Christian Horner will attend this weekend’s British Grand Prix at Silverstone for his first race appearance since leaving Red Bull in July 2025, using his return to launch a memoir, Drive, that will be released on October 22.
The timing matters because Silverstone was also the site of Horner’s final race in charge of Red Bull before he was removed ahead of the 2025 Belgian Grand Prix, with his exit following the team’s performance slide and an escalating internal power struggle. Almost exactly a year later, he is back in the paddock as a guest, with a book that promises his side of a 20-year spell at the center of Formula 1.
Drive will be published by Transworld Publishing in hardback, ebook and audiobook formats, with Horner narrating the audio edition himself. The memoir is framed as an account of his rise from becoming Formula 1’s youngest team principal when Red Bull entered the sport in 2005 through periods of both “success and adversity.”
In the announcement for the book, Horner said: “F1 is ultimately a people business. While the sport is often defined by the cars, the victories and the championships, what stays with me most are the people, the decisions, the challenges and the extraordinary cast of characters I encountered along the way. This book is my reflection on an incredible 20-year journey and the many individuals who helped shape it.”

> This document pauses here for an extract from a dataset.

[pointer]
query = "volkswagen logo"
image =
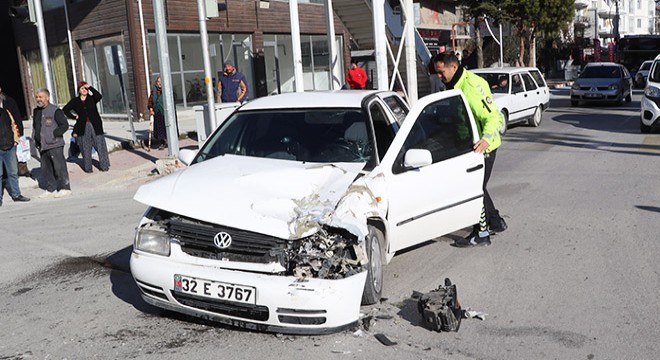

The publisher is pitching the memoir as “vivid, candid and uncompromising,” saying it will cover the pressure and split-second decision-making involved in running a front-line Formula 1 team, as well as the “shock upsets, rivalries and private challenges” Horner faced. It will also revisit the two Red Bull title-winning eras that brought eight drivers’ championships, six constructors’ crowns and 124 wins under his leadership.
The book launch also lands alongside Horner’s clearest public signal yet that he still sees his Formula 1 story as unfinished. Speaking at the European Motor Show in Dublin in February, Horner said: “I feel like I have unfinished business in Formula 1.” He added that he would not return “for just anything,” only for “something that can win.”
That position helps explain why his comeback has not happened yet. After a year away from motorsport and talks with current and prospective Formula 1 operations, Horner has still not found a role that fits his terms. He has made clear he wants influence as well as a seat back at the table, saying in Dublin: “I would want to be a partner, rather than just a hired hand.”
One avenue appears to have cooled. Horner had been strongly linked for months with Alpine, but Renault chief Francois Provost said last month: “There is no discussion today with Christian.” That leaves Silverstone less as the start of a confirmed return than a reminder that Horner wants one, and that if he does come back, he intends to do it with control and with a project capable of winning.